The UNDP 2013 Human Development Report also noted that inclusive economic development requires investment in people’s capabilities through public spending on social services, particularly health, education and nutrition.

Public spending on social services is a means of income redistribution and contributes to sustained inclusive economic development.

To see the effects of reducing budgetary support to health, on the health sector itself one needs only to rewind and review the situation that prevailed during the hyper-inflationary period that was concluded with the adoption of the multi-currency system in 2009. Of course the challenges rooted in that era were so deep that some of them continued and still manifest themselves to date.

The entire social service delivery system including the health sector was crippled. There was deterioration of health infrastructure and a widespread shortage of essential medical supplies such as drugs and consumables. Many Zimbabwean women were opting to give birth at home despite the obvious dangers. There was poor remuneration of health workers leading to emigration and the brain drain of qualified and experienced health personnel.

Child health status indicators such as infant and under five mortality rates deteriorated. There were disruptions even in transport and telecommunications, which compromised several programmes including patient transfers, malaria indoor residual spraying, drug distribution and supervision of districts and rural health centres. The country also experienced a number of outbreaks of diseases and of note is the cholera outbreak of 2008.

The government has made significant progress in addressing some of these challenges and a decrease in health funding is likely to reverse its efforts. This is particularly important for infectious diseases such as HIV/AIDS, TB and malaria whose treatment plays an important role in their control.

With the imminent conclusion of the Health Transition Fund (HTF) support programme, and the prevailing national budgetary situation the next question that arises is what can government do to increase fiscal space in order to increase funding for health services? This is particularly important given the fact that more than 70 percent of the country’s population relies on the public sector for health care services – and hence the need for it to be adequately funded. Given the significance of public investment in enhancing the prospects for equitable, inclusive economic growth and social development, it is imperative that the government explore options to increase social spending and employment-generating economic investments – that is creating fiscal space for these activities.
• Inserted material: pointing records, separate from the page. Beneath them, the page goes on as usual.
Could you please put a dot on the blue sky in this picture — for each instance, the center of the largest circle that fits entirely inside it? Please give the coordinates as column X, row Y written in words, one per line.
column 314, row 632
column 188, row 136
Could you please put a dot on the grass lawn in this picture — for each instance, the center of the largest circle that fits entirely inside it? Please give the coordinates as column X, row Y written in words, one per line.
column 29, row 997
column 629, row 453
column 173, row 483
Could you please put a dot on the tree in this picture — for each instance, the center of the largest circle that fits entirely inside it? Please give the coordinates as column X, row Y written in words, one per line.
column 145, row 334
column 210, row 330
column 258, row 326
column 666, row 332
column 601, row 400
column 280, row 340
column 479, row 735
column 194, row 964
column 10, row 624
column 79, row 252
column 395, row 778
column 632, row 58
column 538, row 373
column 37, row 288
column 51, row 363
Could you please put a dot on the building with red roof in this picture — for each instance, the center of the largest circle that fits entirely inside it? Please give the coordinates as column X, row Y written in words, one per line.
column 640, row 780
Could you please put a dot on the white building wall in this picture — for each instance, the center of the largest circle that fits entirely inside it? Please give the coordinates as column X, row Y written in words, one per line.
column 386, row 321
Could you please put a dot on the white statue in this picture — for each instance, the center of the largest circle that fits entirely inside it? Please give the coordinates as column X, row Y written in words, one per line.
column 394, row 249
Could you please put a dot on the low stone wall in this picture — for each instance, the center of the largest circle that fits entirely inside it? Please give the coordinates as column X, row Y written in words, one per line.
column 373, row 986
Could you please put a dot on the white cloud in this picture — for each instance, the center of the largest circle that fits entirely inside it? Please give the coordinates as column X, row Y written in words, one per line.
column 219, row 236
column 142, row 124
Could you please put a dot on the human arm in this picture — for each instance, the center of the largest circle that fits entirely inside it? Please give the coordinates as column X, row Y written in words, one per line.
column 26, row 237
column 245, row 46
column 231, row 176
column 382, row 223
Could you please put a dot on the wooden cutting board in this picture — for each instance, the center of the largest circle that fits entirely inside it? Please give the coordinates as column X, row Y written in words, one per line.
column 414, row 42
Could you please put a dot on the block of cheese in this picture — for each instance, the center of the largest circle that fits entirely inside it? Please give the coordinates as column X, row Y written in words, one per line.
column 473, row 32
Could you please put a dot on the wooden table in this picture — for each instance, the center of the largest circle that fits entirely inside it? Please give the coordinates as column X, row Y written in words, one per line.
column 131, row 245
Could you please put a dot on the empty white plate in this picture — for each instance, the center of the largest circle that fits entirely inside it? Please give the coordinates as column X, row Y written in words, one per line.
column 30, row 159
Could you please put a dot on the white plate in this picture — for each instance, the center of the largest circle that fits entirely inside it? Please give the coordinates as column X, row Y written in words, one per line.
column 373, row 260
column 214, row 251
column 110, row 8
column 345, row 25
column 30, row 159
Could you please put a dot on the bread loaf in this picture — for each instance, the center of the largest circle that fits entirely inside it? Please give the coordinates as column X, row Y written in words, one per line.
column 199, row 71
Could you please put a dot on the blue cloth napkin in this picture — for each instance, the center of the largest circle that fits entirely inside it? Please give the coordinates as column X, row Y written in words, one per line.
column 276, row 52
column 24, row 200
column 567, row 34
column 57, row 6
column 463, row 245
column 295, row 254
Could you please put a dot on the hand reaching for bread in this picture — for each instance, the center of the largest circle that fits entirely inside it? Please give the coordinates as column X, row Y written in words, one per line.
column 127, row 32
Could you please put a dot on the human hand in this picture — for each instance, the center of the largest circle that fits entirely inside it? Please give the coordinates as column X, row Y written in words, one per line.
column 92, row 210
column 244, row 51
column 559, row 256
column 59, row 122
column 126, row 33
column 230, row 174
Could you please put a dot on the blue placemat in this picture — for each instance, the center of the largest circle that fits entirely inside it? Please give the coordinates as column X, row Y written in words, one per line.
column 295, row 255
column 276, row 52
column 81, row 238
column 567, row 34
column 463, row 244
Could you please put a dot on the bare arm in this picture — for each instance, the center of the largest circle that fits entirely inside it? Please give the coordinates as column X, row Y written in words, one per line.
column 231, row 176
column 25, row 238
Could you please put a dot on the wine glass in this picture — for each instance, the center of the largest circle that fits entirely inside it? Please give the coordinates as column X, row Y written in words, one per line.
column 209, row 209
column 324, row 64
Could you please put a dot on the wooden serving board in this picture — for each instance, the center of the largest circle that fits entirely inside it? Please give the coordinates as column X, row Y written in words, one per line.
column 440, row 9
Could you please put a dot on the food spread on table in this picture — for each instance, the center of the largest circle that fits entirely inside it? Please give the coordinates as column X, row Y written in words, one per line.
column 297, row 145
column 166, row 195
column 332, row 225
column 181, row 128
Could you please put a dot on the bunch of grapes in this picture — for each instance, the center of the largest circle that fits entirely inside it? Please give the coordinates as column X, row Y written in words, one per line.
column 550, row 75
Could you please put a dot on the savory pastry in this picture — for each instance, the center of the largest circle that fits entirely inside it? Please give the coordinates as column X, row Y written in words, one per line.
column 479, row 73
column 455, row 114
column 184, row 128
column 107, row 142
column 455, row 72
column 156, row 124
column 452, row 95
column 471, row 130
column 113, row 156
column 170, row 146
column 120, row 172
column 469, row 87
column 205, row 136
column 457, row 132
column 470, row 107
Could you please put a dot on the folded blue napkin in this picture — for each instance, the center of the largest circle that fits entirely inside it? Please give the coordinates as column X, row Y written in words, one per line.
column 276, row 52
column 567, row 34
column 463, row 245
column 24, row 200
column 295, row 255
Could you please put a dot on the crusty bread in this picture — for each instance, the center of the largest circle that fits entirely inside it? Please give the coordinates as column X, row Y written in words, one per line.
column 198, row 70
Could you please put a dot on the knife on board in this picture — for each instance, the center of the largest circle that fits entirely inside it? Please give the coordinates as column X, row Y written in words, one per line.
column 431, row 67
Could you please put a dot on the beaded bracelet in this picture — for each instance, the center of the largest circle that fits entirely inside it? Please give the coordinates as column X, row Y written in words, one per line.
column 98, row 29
This article does not at this stage attempt to come up with answers on how to increase fiscal space for social sectors, including health in Zimbabwe. It concludes by simply stating some of the major options that have been raised in literature for increasing fiscal space, in order to provoke thoughts and debate on the options for further exploration within the context of Zimbabwe. These include the following: a) re-allocating / re-prioritizing public expenditures, b) increasing tax revenues, c) lobbying for increased aid and transfers, d) tapping into fiscal and foreign exchange reserves, e) borrowing and restructuring existing debt, and f) adopting a more accommodative macroeconomic framework. These and other fiscal space options need to be examined carefully taking into consideration the potential risks and trade-offs associated with each opportunity.

Benson Zwizwai is a Lecturer of Macroeconomic Theory and Policy, and Development Economics in the Economics Department of the University of Zimbabwe.